Wednesday, November 23, 2016

An unpublished book by Perry Mason's creator,
Erle Stanley Gardner, (dead 46 years) just came out

Above: Raymond Burr regards Robert Redford in the first
episode of Perry Mason's fourth season, aired 09/17/1960
and entitled The Case of the Treacherous Toupee
In 1970, when he died, Erle Stanley Gardner was the biggest-selling American author of the 20th century (Take that, Margaret Mitchell!), largely due to his 80 Perry Mason novels. But before that, he wrote 29 novels about a fictional private detective agency Cool and Lam.
     The second installment of that series was refused by the publisher in 1939 because of because of the behavior of Gardner's character, Bertha Cool.
     The Harry Ransom Center at the University of Texas holds Gardener's manuscripts.
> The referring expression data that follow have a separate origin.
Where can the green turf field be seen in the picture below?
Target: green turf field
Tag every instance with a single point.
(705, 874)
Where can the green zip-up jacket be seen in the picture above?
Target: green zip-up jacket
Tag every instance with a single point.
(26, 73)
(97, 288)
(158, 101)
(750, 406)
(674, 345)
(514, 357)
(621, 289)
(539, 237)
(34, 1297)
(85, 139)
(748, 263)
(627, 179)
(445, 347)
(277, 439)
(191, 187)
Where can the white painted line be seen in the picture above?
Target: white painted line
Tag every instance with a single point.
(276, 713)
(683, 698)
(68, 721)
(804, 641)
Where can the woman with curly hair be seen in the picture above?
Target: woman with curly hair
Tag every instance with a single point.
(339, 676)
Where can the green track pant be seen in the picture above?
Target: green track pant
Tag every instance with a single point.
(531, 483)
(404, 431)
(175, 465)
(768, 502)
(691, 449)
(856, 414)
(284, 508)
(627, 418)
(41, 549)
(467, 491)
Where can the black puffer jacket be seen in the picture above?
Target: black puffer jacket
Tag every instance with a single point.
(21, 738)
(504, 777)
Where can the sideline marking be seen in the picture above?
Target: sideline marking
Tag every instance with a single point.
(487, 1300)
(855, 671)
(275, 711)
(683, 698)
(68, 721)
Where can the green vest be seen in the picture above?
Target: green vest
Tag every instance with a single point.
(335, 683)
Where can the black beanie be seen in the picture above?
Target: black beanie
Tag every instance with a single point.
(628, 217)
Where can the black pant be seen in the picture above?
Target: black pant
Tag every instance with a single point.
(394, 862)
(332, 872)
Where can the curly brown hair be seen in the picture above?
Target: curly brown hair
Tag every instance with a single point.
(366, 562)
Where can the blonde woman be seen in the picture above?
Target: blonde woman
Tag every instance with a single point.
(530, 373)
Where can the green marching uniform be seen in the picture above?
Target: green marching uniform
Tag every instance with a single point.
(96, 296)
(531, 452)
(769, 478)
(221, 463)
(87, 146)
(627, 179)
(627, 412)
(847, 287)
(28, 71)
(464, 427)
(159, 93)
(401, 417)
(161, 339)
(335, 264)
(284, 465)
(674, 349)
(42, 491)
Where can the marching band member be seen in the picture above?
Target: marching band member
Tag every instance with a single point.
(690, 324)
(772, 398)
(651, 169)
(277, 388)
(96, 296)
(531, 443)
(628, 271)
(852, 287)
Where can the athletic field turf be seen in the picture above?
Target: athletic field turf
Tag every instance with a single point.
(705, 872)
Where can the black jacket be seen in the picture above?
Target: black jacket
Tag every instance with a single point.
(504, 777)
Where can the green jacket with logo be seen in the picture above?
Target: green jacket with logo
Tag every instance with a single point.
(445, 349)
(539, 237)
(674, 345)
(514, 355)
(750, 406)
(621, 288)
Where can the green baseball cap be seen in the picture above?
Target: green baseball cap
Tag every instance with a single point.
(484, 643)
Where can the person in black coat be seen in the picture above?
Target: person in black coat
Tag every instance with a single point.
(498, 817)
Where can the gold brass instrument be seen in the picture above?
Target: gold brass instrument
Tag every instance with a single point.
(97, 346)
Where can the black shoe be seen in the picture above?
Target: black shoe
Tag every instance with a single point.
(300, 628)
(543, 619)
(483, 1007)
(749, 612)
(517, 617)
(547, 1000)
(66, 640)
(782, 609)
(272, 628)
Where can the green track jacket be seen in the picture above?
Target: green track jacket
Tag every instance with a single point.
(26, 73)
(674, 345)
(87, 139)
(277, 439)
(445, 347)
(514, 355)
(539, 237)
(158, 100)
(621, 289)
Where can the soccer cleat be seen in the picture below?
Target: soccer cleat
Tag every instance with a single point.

This year it discovered that second, unpublished Cool and Lam series novel, and it has been published as an entry in the Hard Case Crime series, which previously reissued another Cool and Lam novel, Top of the Heap.
     Gardner attended the Valparaiso University School of Law in Indiana — for one month. He was suspended when his boxing interest became a distraction. Two years later he passed the California bar exam after pursuing legal studies on his own.
     He separated from his first wife in the early 1930s. After she died in 1968, he married Agnes Jean Bethell, his secretary since 1930.
     Here's Amazon.com's description of The Knife Slipped:
     Lost for more than 75 years [No it wasn't — it was hiding in plain sight exactly where one would have expected to find it — AKSARBENT], The Knife Slipped was meant to be the second book in the series, but shelved when Gardner’s publisher objected to (among other things) Bertha Cool’s tendency to “talk tough, swear, smoke cigarettes, and try to gyp people.” But this tale of adultery and corruption, of double-crosses and triple identities—however shocking for 1939—shines today as a glorious present from the past, a return to the heyday of private eyes and shady dames, of powerful criminals, crooked cops, blazing dialogue, and delicious plot twists.
     Donald Lam has never been cooler—not even when played by Frank Sinatra on the U.S. Steel Hour of Mystery in 1946. Bertha Cool has never been tougher. And Erle Stanley Gardner has never been better.